Good morning, everyone.  I hope that your week is going well so far.  I think I’m actually catching up on all these reviews that I’ve got.  Though my desk at home would make me think otherwise.  But I digress.  Dream Theater recently sat down for an interview about life on the road.  And thanks to my contacts, I’m happy to be able to share that interview with you this morning in its entirety.  So while you’re downing that morning cup of coffee , why not check out this brand new interview? 

1. How do you navigate the challenge of keeping in touch with loved ones while traveling?

John Petrucci (Guitar and Vocals):  While international data plans on cell phones and Wi-Fi access just about everywhere have made this a lot easier than it was 10 years ago, it can still be difficult. It’s especially hard when the time zone I’m in is so off from New York, like Asia or Australia for example. Being flipped around by 180 degrees is confusing for everyone! Sometimes a quick text or FB message just to connect can be just the thing to bridge the gap between phone calls or Skype sessions. Obviously the best thing is when my family joins me on tour!

Jordan Rudess (Keyboards and Continuum): I try every form of communication tool available. Been through Treos, Blackberrys  iPhones, Ipads, Nooks–tablets of all shapes and sizes and computers–all for the purpose of connecting with the loved ones. There is not an app or communication software that has gone untouched by these hands.

Jon Myung (Bass): I pretty much have Skype running on my laptop when stationary and either leave a voicemail or e-mail before my kids go to bed for the night.
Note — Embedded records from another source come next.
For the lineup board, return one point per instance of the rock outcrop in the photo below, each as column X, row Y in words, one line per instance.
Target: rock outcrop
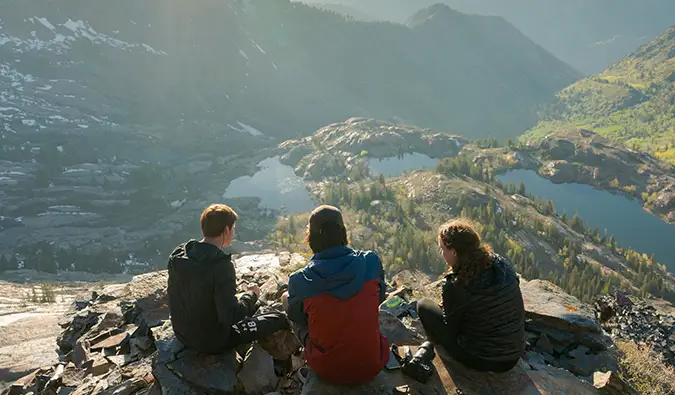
column 121, row 342
column 629, row 318
column 337, row 149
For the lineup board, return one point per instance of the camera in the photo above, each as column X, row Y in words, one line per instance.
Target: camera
column 420, row 366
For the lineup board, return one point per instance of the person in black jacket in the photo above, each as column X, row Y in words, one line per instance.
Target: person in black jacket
column 205, row 313
column 482, row 320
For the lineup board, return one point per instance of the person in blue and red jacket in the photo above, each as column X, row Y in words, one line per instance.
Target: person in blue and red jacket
column 334, row 304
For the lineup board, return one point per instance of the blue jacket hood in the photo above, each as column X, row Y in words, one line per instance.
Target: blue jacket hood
column 338, row 271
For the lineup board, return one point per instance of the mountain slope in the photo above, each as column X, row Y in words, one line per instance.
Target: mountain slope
column 587, row 34
column 283, row 68
column 120, row 120
column 399, row 216
column 631, row 102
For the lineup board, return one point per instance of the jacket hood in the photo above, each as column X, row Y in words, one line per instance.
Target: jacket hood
column 198, row 251
column 495, row 278
column 338, row 271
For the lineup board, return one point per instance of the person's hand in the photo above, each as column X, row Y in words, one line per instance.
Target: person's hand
column 254, row 289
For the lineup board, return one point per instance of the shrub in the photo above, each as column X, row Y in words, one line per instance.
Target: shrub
column 644, row 370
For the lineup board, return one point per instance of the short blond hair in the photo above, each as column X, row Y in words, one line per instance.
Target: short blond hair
column 216, row 218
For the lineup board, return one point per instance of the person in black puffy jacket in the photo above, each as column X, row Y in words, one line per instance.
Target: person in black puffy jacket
column 205, row 313
column 481, row 323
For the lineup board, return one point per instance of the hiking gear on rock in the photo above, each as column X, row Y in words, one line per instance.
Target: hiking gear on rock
column 420, row 366
column 336, row 297
column 256, row 327
column 202, row 301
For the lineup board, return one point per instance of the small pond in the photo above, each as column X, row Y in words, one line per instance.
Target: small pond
column 630, row 224
column 395, row 166
column 276, row 185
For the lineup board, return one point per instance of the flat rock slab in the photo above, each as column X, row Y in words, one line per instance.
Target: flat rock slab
column 381, row 385
column 548, row 305
column 209, row 373
column 149, row 291
column 449, row 377
column 257, row 375
column 552, row 380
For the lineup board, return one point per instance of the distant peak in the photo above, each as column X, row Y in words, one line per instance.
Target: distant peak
column 438, row 11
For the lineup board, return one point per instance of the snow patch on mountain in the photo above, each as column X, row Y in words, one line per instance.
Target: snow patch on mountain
column 65, row 36
column 250, row 129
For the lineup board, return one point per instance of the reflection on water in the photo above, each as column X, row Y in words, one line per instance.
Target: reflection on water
column 276, row 185
column 394, row 167
column 624, row 218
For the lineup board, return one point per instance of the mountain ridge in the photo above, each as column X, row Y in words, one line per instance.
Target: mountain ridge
column 588, row 35
column 631, row 103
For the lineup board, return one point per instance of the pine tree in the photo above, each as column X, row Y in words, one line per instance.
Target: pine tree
column 4, row 264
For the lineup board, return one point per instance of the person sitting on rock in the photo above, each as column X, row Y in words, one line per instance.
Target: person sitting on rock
column 482, row 320
column 334, row 304
column 205, row 313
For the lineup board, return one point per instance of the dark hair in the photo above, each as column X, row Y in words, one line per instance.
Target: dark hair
column 216, row 218
column 473, row 256
column 326, row 236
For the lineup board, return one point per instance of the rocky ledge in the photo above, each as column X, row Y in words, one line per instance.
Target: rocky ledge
column 584, row 157
column 338, row 149
column 120, row 341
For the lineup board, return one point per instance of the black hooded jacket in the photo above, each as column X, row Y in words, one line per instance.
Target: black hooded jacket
column 202, row 301
column 487, row 316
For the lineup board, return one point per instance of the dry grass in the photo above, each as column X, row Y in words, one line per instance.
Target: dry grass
column 642, row 368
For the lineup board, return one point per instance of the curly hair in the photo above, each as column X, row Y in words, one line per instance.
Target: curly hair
column 473, row 256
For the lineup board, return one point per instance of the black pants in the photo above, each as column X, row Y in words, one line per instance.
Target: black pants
column 256, row 327
column 301, row 333
column 438, row 333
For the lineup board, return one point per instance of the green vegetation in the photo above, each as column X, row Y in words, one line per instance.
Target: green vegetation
column 383, row 217
column 43, row 294
column 631, row 103
column 643, row 369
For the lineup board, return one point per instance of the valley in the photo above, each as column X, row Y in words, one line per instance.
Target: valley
column 121, row 121
column 398, row 216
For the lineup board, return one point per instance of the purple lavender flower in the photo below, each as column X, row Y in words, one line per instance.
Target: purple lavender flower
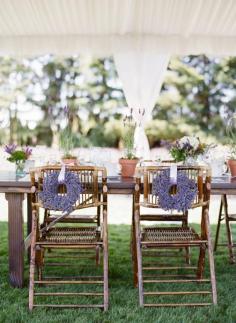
column 28, row 151
column 66, row 110
column 10, row 148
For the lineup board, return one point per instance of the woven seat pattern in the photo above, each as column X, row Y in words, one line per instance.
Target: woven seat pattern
column 71, row 235
column 169, row 234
Mike Mangini (Drums):  The way that I navigate keeping in touch with loved ones while I am on the road is to carefully time when I use Skype to speak with my wife and kids while putting off other emails and Internet-related things for downtime.

 

2. Do you unpack or live out of your suitcase on the road?

JP: With the exception of setting up my computer and devices each day, I find that it’s best not to spread out too much and to keep things in the suitcase. This way there is less of a chance of leaving something behind.

JR:  Usually it is pretty much right outta the suitcase!!

JM: Definitely live out of my suitcase, it’s like a personal locker.

MM: I have learned not to unpack my suitcase and to never put things in the drawers or closets for fear of forgetting items (again).

 

3. On a day off in a city, what do you do with your time? How do you find out which restaurants to go to?

JP: The first thing I do is find a gym and get a good workout in. I also find that I can usually fit in a healthy practice or writing session. The privacy of a hotel room coupled with the occasional jet lag makes for a very creative headspace! Honestly, sometimes it’s great to just relax and catch up on some TV shows or watch a movie. There are amazing restaurants all around the world and usually we communicate with one another as to which cool spot someone may have stumbled upon in town. Sometimes just a quick e-mail to say that the room service is good works as well!

JR:  I try to do a walk in every town I get to. It’s really important to me that I get out in the light because otherwise I feel trapped and start getting this weird dark feeling! As far as restaurants, I usually ask the concierge at the hotel or just walk until I feel the vibe.

JM: I usually ask around for a good place locally or sometime venture out by foot and see where I land; the rest of the time it’s getting quality sleep.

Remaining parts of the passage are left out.